Пришел день, и нас вызвали «с вещами». Попрощались с безнадежно усталым и ко всему безразличным генералом Вдовенко. Вывели из пересылки человек 60 и всех набили в воронок. Поездка не была очень длинной, но нас мучила неизвестность и страшная духота. Папа чуть не потерял сознания. Не зная, чем ему помочь, я старался задерживать дыхание, сам не дышать, чтобы «от него» не отнимать глоток воздуха.
Высадили нас во дворе тюрьмы Красная Пресня. Эта тюряга была особого порядка. «Свободная». Нас уже не прятали от других заключенных. Во дворе средь бела дня мы прогуливались и ждали, пола нас распределят. Мы могли разговаривать с кем хотели. Из всех тюремных окон, на которых не было козырьков, а только решетки, высовывались головы, главным образом, «блатняков», которые сразу же вступили в словесную перепалку с новоприбывшими.

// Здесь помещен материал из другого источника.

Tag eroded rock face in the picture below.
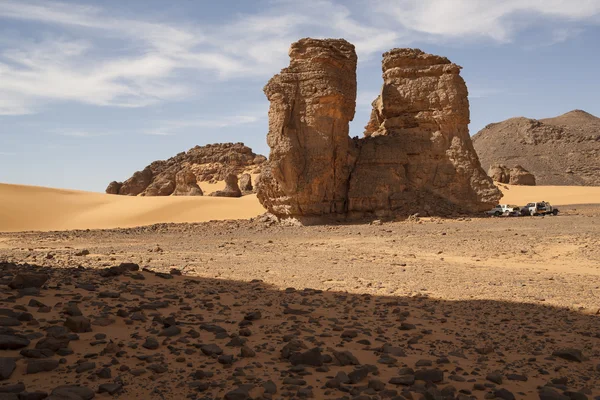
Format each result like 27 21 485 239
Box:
106 143 266 196
257 39 357 215
173 169 203 196
488 164 536 186
509 165 535 186
119 167 154 196
257 39 502 217
348 49 501 216
488 164 510 183
106 181 123 194
239 174 254 193
210 173 242 197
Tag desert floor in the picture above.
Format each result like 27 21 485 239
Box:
0 187 600 399
0 182 600 232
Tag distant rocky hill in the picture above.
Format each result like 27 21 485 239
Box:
473 110 600 186
106 143 266 196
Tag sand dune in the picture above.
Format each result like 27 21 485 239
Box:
0 184 265 232
0 183 600 232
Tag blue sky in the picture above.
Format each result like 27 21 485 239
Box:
0 0 600 191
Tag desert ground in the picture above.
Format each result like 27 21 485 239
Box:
0 185 600 400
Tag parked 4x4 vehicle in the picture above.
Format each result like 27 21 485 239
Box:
521 201 558 215
485 204 520 217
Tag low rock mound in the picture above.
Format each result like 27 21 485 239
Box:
488 164 535 186
473 110 600 186
210 173 242 197
106 143 266 196
257 39 502 218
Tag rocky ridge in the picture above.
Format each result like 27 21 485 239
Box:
473 110 600 186
106 143 266 196
257 39 501 218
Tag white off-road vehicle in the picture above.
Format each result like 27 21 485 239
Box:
521 201 558 215
485 204 520 217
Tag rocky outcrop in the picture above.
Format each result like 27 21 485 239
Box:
488 164 510 183
509 165 535 186
257 39 501 217
473 110 600 186
488 164 535 186
106 181 123 194
172 169 203 196
119 167 154 196
106 143 266 196
210 173 242 197
257 39 357 215
239 174 254 193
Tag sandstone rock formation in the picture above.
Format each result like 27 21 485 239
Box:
488 164 535 186
488 164 510 183
106 143 266 196
106 181 123 194
473 110 600 186
119 167 154 196
257 39 501 217
210 173 242 197
173 168 203 196
257 39 357 215
239 174 254 193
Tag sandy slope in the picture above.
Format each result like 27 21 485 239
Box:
0 184 264 232
0 183 600 232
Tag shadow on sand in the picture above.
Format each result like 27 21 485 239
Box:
0 263 600 400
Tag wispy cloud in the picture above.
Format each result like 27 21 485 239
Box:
143 115 263 136
0 0 600 115
53 130 116 139
374 0 600 42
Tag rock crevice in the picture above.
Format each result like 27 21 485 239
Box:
257 39 501 218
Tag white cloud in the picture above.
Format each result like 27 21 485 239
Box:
53 130 115 138
143 113 265 136
0 0 600 115
376 0 600 42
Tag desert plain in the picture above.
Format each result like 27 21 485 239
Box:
0 185 600 399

Мы перестали быть «элитой». Советское правосудие было удовлетворено. Оно «облекло» наши преступления в параграфы и сроки по Кодексу советского союза. Где-то в архив положено было наше дело. «Контрики» отправлялись на работу, и когда и где они сдохнут — больше никого не интересовало. Хочешь вешаться — вешайся! Разбить голову? Бей по первому камню!

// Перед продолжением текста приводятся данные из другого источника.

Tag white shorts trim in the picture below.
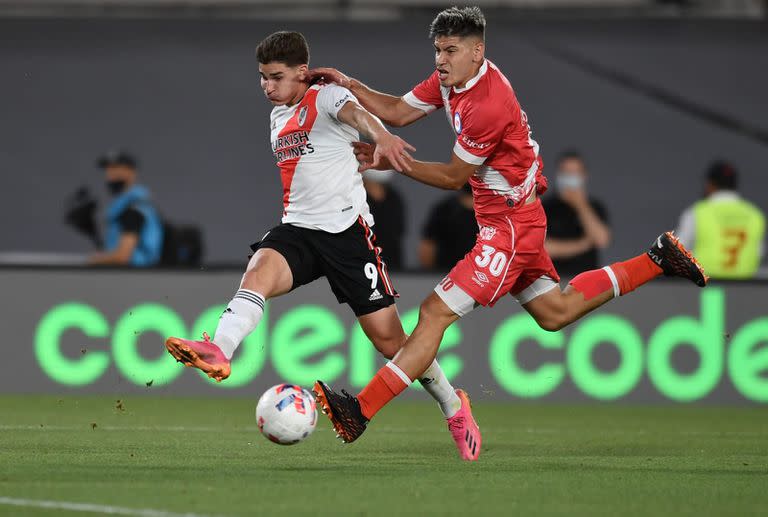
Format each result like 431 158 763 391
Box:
435 277 480 318
512 275 560 305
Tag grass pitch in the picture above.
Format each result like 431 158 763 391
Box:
0 396 768 517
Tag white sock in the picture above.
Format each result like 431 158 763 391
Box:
419 359 461 418
213 289 264 359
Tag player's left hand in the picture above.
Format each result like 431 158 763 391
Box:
371 133 416 172
307 67 352 88
352 142 380 172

Я поддерживал отца, и мы, как нектар, пили свежий воздух. Мы радовались каждой минуте, проведенной под открытым небом. У отца этот избыток кислорода вызвал в первый момент сильное головокружение и даже, как ни странно, позыв рвоты.
Нас поразил тон надзирателей, которые, подходя к нам, говорили громко, даже весело, называя всех «парями» или «мужиками». Мы с интересом прислушивались к тому, что во всю глотку орали заключенные, торчащие в окнах.

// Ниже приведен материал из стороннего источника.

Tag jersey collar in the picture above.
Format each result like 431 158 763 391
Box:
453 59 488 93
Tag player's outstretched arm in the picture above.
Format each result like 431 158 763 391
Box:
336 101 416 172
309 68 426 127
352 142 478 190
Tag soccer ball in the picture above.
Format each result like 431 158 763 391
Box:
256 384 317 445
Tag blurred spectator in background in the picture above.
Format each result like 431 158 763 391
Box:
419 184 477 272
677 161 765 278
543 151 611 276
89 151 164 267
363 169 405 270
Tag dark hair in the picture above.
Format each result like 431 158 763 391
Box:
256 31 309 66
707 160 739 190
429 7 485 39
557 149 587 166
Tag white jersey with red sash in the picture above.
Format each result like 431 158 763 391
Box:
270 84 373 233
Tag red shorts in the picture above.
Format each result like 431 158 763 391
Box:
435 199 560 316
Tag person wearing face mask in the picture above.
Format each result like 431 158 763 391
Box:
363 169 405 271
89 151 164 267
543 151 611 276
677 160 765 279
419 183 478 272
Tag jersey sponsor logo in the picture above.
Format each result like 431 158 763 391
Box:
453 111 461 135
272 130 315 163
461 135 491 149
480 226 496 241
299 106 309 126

— Эй! Фрайеры (простаки)! Из какой голубушки?
— С Бутырки! вопили им в ответ прибывшие с нами блатные.
Кто-то узнал «кореша», дружка по блату, имевшего свою воровскую кличку:
— Давай, Мишка — рука! Просись сюды, в камеру 162! Все своя шпана, да прихвати и того фрайера, у которого прохоря и лепеха, как надо!
Мы ничего не понимали, но нам сразу же объяснили, что Мишку-руку уговаривали захватить с собой папу, чьи сапоги прохоря и форма — лепеха, привлекли глаза «урок».
Даже изрезанные и вспоротые, они бросались в глаза своей необычной для СССР добротностью.
Там же я узнал, что выражение «оторвать угол» означало кражу чемодана у тех, кто их еще имел. Это были, главным образом, москвичи, попавшие в передрягу прямо из дому.
В предыдущих тюрьмах мы не соприкасались с уголовным миром СССР, и новый русский язык производил на нас ошеломляющее впечатление. Мы долю не могли привыкнуть к тому, что «опять» исчезло из употребления и заменено глупейшим и бессмысленным «обратно» (вроде — «обратно пошел дождь!и т. д.), но «блатной язык» из тюрем и лагерей просочился в страну, и многие его выражения совершенно вытеснили русские общепонятные слова.
На лагерном блатном языке говорит ежедневно 20 миллионов людей. Часть из них возвращается на волю и выносит его с собой, заряжая жаргоном остальных. Мне стало понятным, откуда знаменитый Меркулов так хорошо знал все лагерные выражения, с которыми в то время мы еще не были знакомы.
Выросши в Югославии, учась в сербских учебных заведениях, я сохранил, благодаря вниманию и заботам моих родителей, совершенно чистый русский язык. В лагерях меня сразу же определяли, как «иностранца, хорошо говорящего по-московски», т. е. правильно и грамматически, но, раздумав, прибавляли: никак из американцев будет! Почему-то решив, что моя физиономия — американского типа.